Un champ de maïs dans l'Iowa : un excellent habitat pour la chrysomèle Rastoney/Flickr

Dans un blog récent, Doug Gurian-Sherman, un des principaux scientifiques de l’Union of Concerned Scientists, prévenait qu’il faudra « au moins, des années » avant que cette nouvelle technologie ne soit mise à disposition des agriculteurs. De plus, « il n’y a aucune raison de penser que « l’interférence ARN » n’ait pas à faire face aux mêmes problèmes de résistances ». Pendant ce temps, les agriculteurs se débrouilleront et s’efforceront de contrôler la chrysomèle tolérante au Bt, en épandant des produits toxiques. Comme ils épandent déjà des cocktails de plus en plus toxiques d’herbicides pour essayer de tuer les mauvaises herbes tolérantes au Roundup. Qui plus est, il va être difficile dans un avenir proche, de sevrer les agriculteurs du maïs Bt de Monsanto, car la multinationale domine tellement le marché qu’il est difficile de trouver des semences non-Bt.

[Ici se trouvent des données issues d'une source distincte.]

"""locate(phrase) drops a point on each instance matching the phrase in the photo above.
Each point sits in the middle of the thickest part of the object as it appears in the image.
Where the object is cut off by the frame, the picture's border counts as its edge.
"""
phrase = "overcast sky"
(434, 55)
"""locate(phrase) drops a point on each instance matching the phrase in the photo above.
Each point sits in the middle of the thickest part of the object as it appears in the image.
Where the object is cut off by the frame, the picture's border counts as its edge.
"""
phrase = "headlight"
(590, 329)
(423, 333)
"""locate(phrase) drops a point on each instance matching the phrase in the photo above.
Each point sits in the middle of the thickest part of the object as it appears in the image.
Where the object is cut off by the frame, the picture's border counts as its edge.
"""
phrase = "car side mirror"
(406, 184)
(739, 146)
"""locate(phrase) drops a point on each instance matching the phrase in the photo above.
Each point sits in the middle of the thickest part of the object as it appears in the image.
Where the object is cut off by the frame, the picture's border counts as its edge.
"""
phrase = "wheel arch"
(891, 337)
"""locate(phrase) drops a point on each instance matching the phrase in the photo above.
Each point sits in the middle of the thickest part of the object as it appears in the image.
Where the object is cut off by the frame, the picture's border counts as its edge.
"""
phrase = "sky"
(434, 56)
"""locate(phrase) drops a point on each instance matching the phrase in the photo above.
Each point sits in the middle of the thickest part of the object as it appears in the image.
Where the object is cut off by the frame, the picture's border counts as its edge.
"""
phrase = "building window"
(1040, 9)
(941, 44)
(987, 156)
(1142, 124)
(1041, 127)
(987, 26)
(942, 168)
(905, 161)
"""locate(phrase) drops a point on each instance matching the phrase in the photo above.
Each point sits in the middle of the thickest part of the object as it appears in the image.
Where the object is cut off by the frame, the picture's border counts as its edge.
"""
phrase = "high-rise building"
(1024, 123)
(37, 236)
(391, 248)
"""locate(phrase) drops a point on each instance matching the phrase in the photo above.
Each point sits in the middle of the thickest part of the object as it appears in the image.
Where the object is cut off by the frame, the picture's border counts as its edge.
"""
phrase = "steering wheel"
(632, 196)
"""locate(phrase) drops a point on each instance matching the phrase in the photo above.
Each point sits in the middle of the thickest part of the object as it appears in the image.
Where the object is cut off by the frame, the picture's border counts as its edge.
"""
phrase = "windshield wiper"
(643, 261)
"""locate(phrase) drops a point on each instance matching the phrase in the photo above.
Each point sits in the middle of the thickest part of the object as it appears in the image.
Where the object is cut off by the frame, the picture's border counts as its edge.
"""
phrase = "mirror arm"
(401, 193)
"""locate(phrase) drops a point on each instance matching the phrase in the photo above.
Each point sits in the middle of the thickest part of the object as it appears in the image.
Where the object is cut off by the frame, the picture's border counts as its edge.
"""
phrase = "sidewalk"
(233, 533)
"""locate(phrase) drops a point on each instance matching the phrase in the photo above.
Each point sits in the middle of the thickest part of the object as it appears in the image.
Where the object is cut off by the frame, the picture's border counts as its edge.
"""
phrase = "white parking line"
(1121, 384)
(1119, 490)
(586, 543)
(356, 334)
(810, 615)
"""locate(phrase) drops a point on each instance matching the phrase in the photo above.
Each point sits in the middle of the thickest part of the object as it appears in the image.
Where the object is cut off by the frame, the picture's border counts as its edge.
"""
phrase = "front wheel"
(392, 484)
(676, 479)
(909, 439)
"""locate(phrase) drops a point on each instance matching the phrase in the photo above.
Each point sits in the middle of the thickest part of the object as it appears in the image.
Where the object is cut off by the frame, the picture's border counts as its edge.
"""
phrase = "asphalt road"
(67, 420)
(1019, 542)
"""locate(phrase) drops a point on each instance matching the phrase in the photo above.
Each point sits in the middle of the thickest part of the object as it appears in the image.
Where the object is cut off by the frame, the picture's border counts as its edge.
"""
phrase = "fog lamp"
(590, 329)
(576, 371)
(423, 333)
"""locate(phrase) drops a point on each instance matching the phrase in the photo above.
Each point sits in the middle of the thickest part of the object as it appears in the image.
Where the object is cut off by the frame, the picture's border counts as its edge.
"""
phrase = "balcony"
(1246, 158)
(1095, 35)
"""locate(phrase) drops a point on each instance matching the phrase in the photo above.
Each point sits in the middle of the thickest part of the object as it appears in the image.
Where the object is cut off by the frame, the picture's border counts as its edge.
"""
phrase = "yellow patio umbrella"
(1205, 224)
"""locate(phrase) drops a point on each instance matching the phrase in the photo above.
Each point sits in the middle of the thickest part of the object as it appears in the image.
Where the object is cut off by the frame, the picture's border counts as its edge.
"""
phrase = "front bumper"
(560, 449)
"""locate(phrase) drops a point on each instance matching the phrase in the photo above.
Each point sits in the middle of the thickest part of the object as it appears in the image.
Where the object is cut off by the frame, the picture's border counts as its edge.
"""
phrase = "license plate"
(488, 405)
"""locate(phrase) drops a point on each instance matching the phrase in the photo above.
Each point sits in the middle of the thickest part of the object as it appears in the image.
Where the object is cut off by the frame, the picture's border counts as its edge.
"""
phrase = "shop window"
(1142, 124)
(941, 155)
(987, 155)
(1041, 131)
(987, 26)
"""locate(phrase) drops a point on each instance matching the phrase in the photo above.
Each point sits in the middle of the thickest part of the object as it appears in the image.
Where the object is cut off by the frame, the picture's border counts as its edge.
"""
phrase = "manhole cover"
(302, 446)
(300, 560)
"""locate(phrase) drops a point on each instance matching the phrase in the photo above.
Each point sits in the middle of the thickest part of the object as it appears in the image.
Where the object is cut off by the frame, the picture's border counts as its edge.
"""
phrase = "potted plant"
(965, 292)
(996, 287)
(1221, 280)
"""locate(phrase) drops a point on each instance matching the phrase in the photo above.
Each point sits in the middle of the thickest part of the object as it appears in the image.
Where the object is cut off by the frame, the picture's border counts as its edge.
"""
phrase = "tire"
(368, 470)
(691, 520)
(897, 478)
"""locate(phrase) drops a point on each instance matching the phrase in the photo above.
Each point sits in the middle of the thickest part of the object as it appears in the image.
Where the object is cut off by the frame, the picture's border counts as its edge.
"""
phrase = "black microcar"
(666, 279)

Bill Freese du Center for Food Security rappelle les recherches de Michael Gray de l’Université de l’Illinois qui montrent qu’en Illinois, le pays du maïs, 40% des agriculteurs n’ont plus aucun accès à des semences de qualité qui ne soient pas des semences Bt.

Pour Gurian-Sherman, un moyen sûr et efficace de résoudre le problème – au lieu de se débrouiller avec la situation actuelle et d’attendre que Monsanto sorte son prochain super-produit – consiste à retourner à la rotation des cultures, sans se limiter au maïs et au soja, mais en utilisant d’autres plantes. La chrysomèle menace les cultures industrielles parce que les cultures industrielles se concentrent aussi intensément sur le maïs, en couvrant des millions d’hectares qui offrent à cet insecte une immense zone d’habitat. Pour Gurian-Sherman, « la chrysomèle n’est pas vraiment un problème si une rotation intelligente des cultures est mise en place ».

Il ajoute : « De longues rotations – c’est-à-dire employant plus que maïs et soja – font plus que réduire les ravages de la chrysomèle. Elles réduisent aussi grandement les problèmes liés à d’autres ravageurs que ce soient des insectes, des maladies, des adventices et permettent ainsi de réduire également les volumes de pesticides utilisés. Les rotations longues de cultures améliorent aussi la fertilité du sol, réduisent l’emploi d’engrais, les coûts et la pollution. Elles peuvent aussi produire autant que cet actuel objet obsessionnel qu’est le maïs ».

Mais comme le fait remarquer Gurian-Sherman, pour pouvoir détacher les agriculteurs de leur obsession pour le maïs, il faut d’abord changer les politiques fédérales en matière d’agriculture et d’énergie (éthanol de maïs). Avant que cela n’arrive, Monsanto malgré sa longue histoire d’échecs technologiques, de fraudes et de dénis, est prêt à continuer de dominer notre agriculture et d’engranger les profits.